Historical records are the major reason. Writings, after all, tend to be disseminated by rulers and others in dominant positions to control and govern. Sure enough, most of the historical documents that remain to this day deal with matters of control, governance, and politics. The samurai were dominant in the Edo period, and samurai were all men. Of course, they had wives and daughters, but women never held political offices. Hence, the overwhelming majority of historical documents were written by—and from the perspective of—the samurai and officials, who were all men.
The samurai were supported by the annual taxes levied on peasant villages. Most villages comprised small farming families. Those who lived near the sea or mountains generally eked out a livelihood by fishing or forestry, but with little technology available, these were demanding occupations requiring considerable strength. As a result, peasant families were generally headed by men, and the village officials who carried out the business of the lord of their domain and who governed the village were also all men. Voluminous documents were drafted in the early modern period, generally written by the men who served as village officials.
The situation was much the same for those who lived in the towns and cities. This was because, like the samurai and peasants, they were organized into households (ie) headed by men and maintained through patrilineal succession. Townspeople included merchants and craftsmen. Traditionally, merchants undertook a degree of risk by going to remote areas to do business, and craftsmen also traveled and undertook heavy work. Even as they settled permanently in the towns, men remained the head of household and carried on the family businesses. This same period saw a gradual increase in opportunities for women to earn cash income through "wage work," such as laundry, miscellaneous tasks, petty trades, and weaving.

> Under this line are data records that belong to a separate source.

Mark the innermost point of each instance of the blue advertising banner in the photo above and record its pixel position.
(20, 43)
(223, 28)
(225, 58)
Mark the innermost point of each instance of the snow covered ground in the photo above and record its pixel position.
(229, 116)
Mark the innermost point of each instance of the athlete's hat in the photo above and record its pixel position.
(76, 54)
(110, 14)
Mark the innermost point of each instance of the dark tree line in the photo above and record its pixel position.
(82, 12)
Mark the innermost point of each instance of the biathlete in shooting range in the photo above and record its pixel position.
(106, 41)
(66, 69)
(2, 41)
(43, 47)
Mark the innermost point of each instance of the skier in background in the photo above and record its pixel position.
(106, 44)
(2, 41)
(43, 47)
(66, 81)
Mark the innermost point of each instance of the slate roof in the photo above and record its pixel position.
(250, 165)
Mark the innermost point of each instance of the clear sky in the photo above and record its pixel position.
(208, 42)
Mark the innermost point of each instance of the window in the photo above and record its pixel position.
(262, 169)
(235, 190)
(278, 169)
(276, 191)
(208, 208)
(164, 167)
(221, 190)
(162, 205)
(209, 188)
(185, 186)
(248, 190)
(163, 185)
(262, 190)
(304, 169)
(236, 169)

In a society where importance was placed on the household and village, on military might and hard labor, men monopolized public offices, leaving historical records that tended to obscure the existence of women. That is not to say, of course, that scenes in which women appear cannot be highlighted. Certainly, there have been histories written about women. The question is whether it is possible to secure a new perspective on early modern Japanese society by revealing the women who lived in those times and the roles they played. Highlighting the presence and role of women beyond the male-centric historical records that are left to us is a task requiring a level of expertise that can only be achieved with a thorough knowledge of the politics, economics, society, and historical documents of the time.
With the exception of three men, the authors who have contributed to this book are women. All of the authors are leading authorities on the politics, economics, society, religion, diplomacy, and thought of early modern Japanese history. This has made it possible to portray the history of the period in a manner that includes women, rather than expounding on separate histories devoted to women alone. Although written in easy-to-read text and bound as a paperback book, the words in every chapter of this book carry great weight. We hope that readers will take note of the learned depths of each author's text and pay attention to the new perspective on early modern Japanese history that is made possible by focusing on the women of the times.
I should note here that I am a mere usher in this undertaking and confess to a level of tension I have not experienced in other projects due to the distinguished and powerful women right behind me.